Sobre Mulheres, cultura e política
Angela Davis
“A política não se situa no polo oposto ao de nossa vida. Desejemos ou não, ela permeia
nossa existência, insinuando-se nos espaços mais íntimos.”
“O ofício no ativismo político envolve inevitavelmente certa tensão entre a exigência de
que sejam tomadas posições em relação aos problemas atuais à medida que eles surgem e o
desejo de que sua contribuição, de alguma forma, sobreviva à ação do tempo. Este é um
esforço de dar, em retrospecto, alguma continuidade a uma vida que por quase duas décadas
tem sido inspirada pelas lutas locais e globais em busca de uma mudança social
progressista.”
June Jordan
“Eis o coração e a mente de Angela Davis: aberto, implacável e oportuno! Ela é tão radiante
e verdadeira como aquele invencível nascer do sol – ela deseja deseja deseja avançar, com
toda a esperança e toda a graça de sua vida absolutamente dedicada.”
Sobre a autora
Angela Davis é filósofa, professora emérita do departamento de estudos feministas da
Universidade da Califórnia e ícone da luta pelos direitos civis. Integrou o Partido Comunista
dos Estados Unidos, tendo sido candidata a vice-presidente da República em 1980 e 1984.

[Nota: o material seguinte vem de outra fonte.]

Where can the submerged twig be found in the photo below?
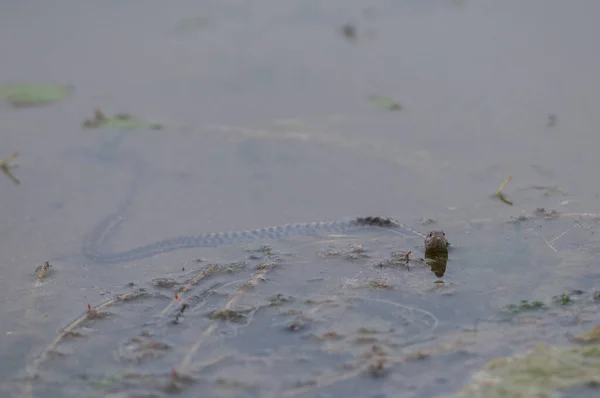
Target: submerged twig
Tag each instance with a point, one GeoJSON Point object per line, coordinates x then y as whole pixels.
{"type": "Point", "coordinates": [499, 193]}
{"type": "Point", "coordinates": [6, 168]}
{"type": "Point", "coordinates": [184, 366]}
{"type": "Point", "coordinates": [210, 270]}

Próxima ao grupo Panteras Negras, foi presa na década de 1970 e ficou mundialmente
conhecida pela mobilização da campanha “Libertem Angela Davis”. Autora de vários livros,
sua obra é marcada por um pensamento que visa romper com as assimetrias sociais. Dela, a
Boitempo publicou Mulheres, raça e classe, em 2016.
NOTAS DA EDIÇÃO
Publicado originalmente em 1990 e reunindo ensaios da década de 1980, este livro contém
algumas referências a lugares, fatos e eventos que podem não existir mais nos dias que
correm (como o apartheid na África do Sul, à época ainda em vigor).
Os colchetes explicativos ou com traduções ao longo do texto são da edição brasileira;
aqueles em citações, tanto os de supressões como os de acréscimos, são da autora.